Orlo

Wheels Up in Rural Oregon

Oregon; Winter-Spring 2012-13

by Molly Esteve

They call it the $100 hamburger: Lift off in Newburg, Oregon; fly 67 nautical miles southwest over the Coast Range to the Pacific City airstrip, just kitty-corner from Fat Freddy’s burger joint; order the Fat Fred Deluxe; walk off lunch along the shore; then take back a few fresh-from-thepot Dungeness crab for dinner. It’s a different kind of takeout, certainly—and one that begins with a takeoff.

“Although these days, with the price of fuel, it’s more like a $200 hamburger,” says Dale Whitney, a third-generation Whitney to run Newberg’s privately owned Sportsman Airpark.

Sam Whitney, Dale’s grandfather, established the rural airport in 1946, after he returned from World War II as a pilot in the U.S. Army Air Corps. The Whitneys’ flying company made most of its profits from crop-dusting and seeding Cascade lakes with fish. The Oregon Department of Fish and Wildlife would drop shipments of fingerlings into the cargo pod of Whitney’s Piper Super Cub tractor plane.

Nowadays, trucks move the fish up dusty backroads, and the Whitneys stopped crop-dusting 10 years ago because of pesticide drift and the consequent fines.

“We’re on the cusp of Napa Valley,” says Dale Whitney, who would like to see more bed and breakfasts, more resorts, more reasons for privately owned aircraft to land on their airstrip to spend the weekend in the quaint wine country of Newberg. But, judging by Dale’s wince when I mention the economy, “cusp” might be a generous timeline. Small, privately owned airports like these struggle without booming commercial enterprises.

Oregon was the first, or rather, the pilot of government aviation agencies. Originally founded in 1921, the Oregon Department of Aviation preceded both state and federal aeronautics programs. Today, more than 400 public and private airports sprinkle the state. Many are vestiges of World War II and now hope to serve as technology epicenters for small communities. After the war, when it became apparent that hundreds of small airports weren’t necessary for military purposes, people began to get creative with the landing strips.

The Aurora State Airport is an example of a “through-the-fence” operation. The only public land at the airport is the landing strip itself. Businesses have built up alongside. On the northern end of the Aurora State Airport is a smattering of aircraft hangars that can only be described as a wide hub of industrial bachelor pads. Aurora Aviation is one of three fixed-base operators to share business space with the state-owned airstrip.
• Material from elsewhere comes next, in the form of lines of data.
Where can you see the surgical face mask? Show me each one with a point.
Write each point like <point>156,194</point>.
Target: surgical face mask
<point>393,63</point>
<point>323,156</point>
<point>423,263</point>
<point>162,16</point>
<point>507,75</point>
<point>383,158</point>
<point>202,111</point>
And this is no decoupage garage. Neon-lit advertisements for beer and motor parts cover the steel-framed walls of the hangars. There are motorcycles—the kind of hogs, sheened with black and chrome, that beg full-leather duds—parked beside the doorway. Owners store well-polished, lightly used rally cars and hot rods beneath the wings of their Cessna 172s.

Inside an empty hangar, Bruce Bennett, president of Aurora Aviation, points up to an industrial fan made from old propeller blades. It could be on page 5 of the Restoration Hardware catalog. Then there are the aircraft themselves, many built from life-size model kits or refurbished from the fabric biplane days, when cotton or linen was stretched over an aluminum exoskeleton.